A Work by a Corporate Author or Government Body Use the author's name followed by a page reference:
Locating new industry close to transportation is critical in good land use planning (U.S. Govt. 89).
If the name of the organization is long, place it in the text to avoid interrupting your readers.
In its l975 Comprehensive Plan, Directions, the Lancaster County Planning Commission outlined factors that affect land use and development in the county (15-25).
Literary Works and the Bible In citing a literary work available in several editions, include information that will enable readers to find the source in different editions of the work. For reference to a novel, list the page number followed by a chapter number. Note: When writing “the Bible,” be sure not to put “Bible” in italics, and do not capitalize “the.”
Upon meeting his friend, Copperfield said, "I was rather bashful at first, Steerforth being so self-possessed, and elegant, and superior to me in all respects" (Riverside Edition, 226, ch. 20).
For plays, poems, and the Bible, omit page numbers and cite divisions with numbers, separating numbers by periods.
In his first soliloquy, Hamlet muses on the circumstances of his father's death and his mother's marriage to his uncle who is "no more like my father than I to Hercules" (1.1.152-3).
Preparing a List of Works Cited The references in your text are keyed to a Works Cited section that lists all of the books, articles, and other sources that you use in your paper. If your instructor wants you to include all of the sources you consulted, whether you cite them or not, use the title “Works Consulted.” Another name for a listing of sources cited and consulted is “Bibliography,” meaning, literally, "description of books."

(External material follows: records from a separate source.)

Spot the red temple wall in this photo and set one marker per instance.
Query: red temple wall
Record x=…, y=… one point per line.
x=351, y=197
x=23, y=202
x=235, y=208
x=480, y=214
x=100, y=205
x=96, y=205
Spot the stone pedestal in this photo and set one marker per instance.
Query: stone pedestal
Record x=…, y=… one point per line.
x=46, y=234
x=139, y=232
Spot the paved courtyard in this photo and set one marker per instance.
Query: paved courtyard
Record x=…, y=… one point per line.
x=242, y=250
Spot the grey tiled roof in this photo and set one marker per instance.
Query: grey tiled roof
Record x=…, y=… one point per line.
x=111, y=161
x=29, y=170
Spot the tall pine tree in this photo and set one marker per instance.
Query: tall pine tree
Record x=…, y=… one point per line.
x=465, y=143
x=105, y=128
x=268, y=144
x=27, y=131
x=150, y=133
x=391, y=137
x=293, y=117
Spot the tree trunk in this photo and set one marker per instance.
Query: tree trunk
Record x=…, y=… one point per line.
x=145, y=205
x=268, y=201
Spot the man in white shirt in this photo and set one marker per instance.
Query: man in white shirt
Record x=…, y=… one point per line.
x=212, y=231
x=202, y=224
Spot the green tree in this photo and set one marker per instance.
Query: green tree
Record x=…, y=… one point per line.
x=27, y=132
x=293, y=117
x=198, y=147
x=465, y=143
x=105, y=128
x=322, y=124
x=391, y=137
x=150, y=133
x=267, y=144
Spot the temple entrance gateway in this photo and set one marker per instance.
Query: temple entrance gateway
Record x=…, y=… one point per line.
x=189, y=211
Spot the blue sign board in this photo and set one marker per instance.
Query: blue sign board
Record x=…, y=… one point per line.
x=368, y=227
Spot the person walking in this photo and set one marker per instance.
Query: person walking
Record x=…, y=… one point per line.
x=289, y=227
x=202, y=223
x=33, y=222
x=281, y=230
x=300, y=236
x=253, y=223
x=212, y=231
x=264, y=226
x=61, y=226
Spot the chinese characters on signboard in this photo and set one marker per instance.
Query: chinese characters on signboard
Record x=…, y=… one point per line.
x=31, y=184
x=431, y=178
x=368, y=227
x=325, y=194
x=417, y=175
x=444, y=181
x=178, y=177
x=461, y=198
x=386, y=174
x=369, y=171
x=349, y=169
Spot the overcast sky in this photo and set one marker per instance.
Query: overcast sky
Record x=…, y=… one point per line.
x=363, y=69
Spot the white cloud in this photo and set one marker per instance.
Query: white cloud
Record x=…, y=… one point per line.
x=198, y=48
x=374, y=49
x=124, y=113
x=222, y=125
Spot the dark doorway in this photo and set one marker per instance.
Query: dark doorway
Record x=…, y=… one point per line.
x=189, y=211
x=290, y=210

You should begin your Works Cited section on a new, numbered page: after the last page of your text if you use parenthetical references and after your Notes page if you list references in notes. Center the heading “Works Cited.” Skip two spaces between the title and the first entry, and double-space the entire list, both between and within entries.
If necessary, the Works Cited section may be more than one page in length. Make the first line of each entry flush with the left-hand margin, and indent subsequent lines of the entry five spaces from the left. List sources in alphabetical order according to the authors' last names. If a source is unsigned, as is often the case with periodical articles, alphabetize by the first main word of the title, ignoring leading articles “A,” “An,” and “The.”
A Book with One Author
For a book, give the author's last name, followed by a comma, then the first name and, if given, middle initial, followed by a period; then give the title of the book, italicized and followed by a period; then give the city (and state or country as necessary), followed by a colon; then the name of the publisher followed by a comma; the date; and finally the medium of publication. The medium of publication for a book is typically print. Do not give page numbers.
Frick, Daniel E. Reinventing Richard Nixon. UP of Kansas, 2008. Print.
If several cities of publication are listed, use only the first one in your citation. For cities outside the United States, add an abbreviation of the country or of the province for Canadian cities. Omit articles and business abbreviations such as “Co.” and use appropriate abbreviations for publishers. For example, instead of writing “Little Brown and Co.,” you may write “Little Brown.” Use the initials “U” and “P” to refer to university presses (i.e., Harvard University Press would be recorded “Harvard UP”). You may omit the name of the publisher for a book published before l900.
A Book with More Than One Author
If the book has more than one author, reverse the order of the first and last names of only the first author; then give the names of the others in normal order.
Bok, Bart J. and Priscilla F. Bok. The Milky Way. Cambridge: Harvard UP, l974. Print.
Eschholz, Paul, Alfred Rosa, and Virginia Clark, eds. Language Awareness. 4th ed. New York: St. Martin’s Press, 1986. Print.
An Anthology with an Editor
Begin with the name of the editor, followed by a comma and the abbreviation “ed.” If the editor is also a translator, list both roles (ed. and trans.).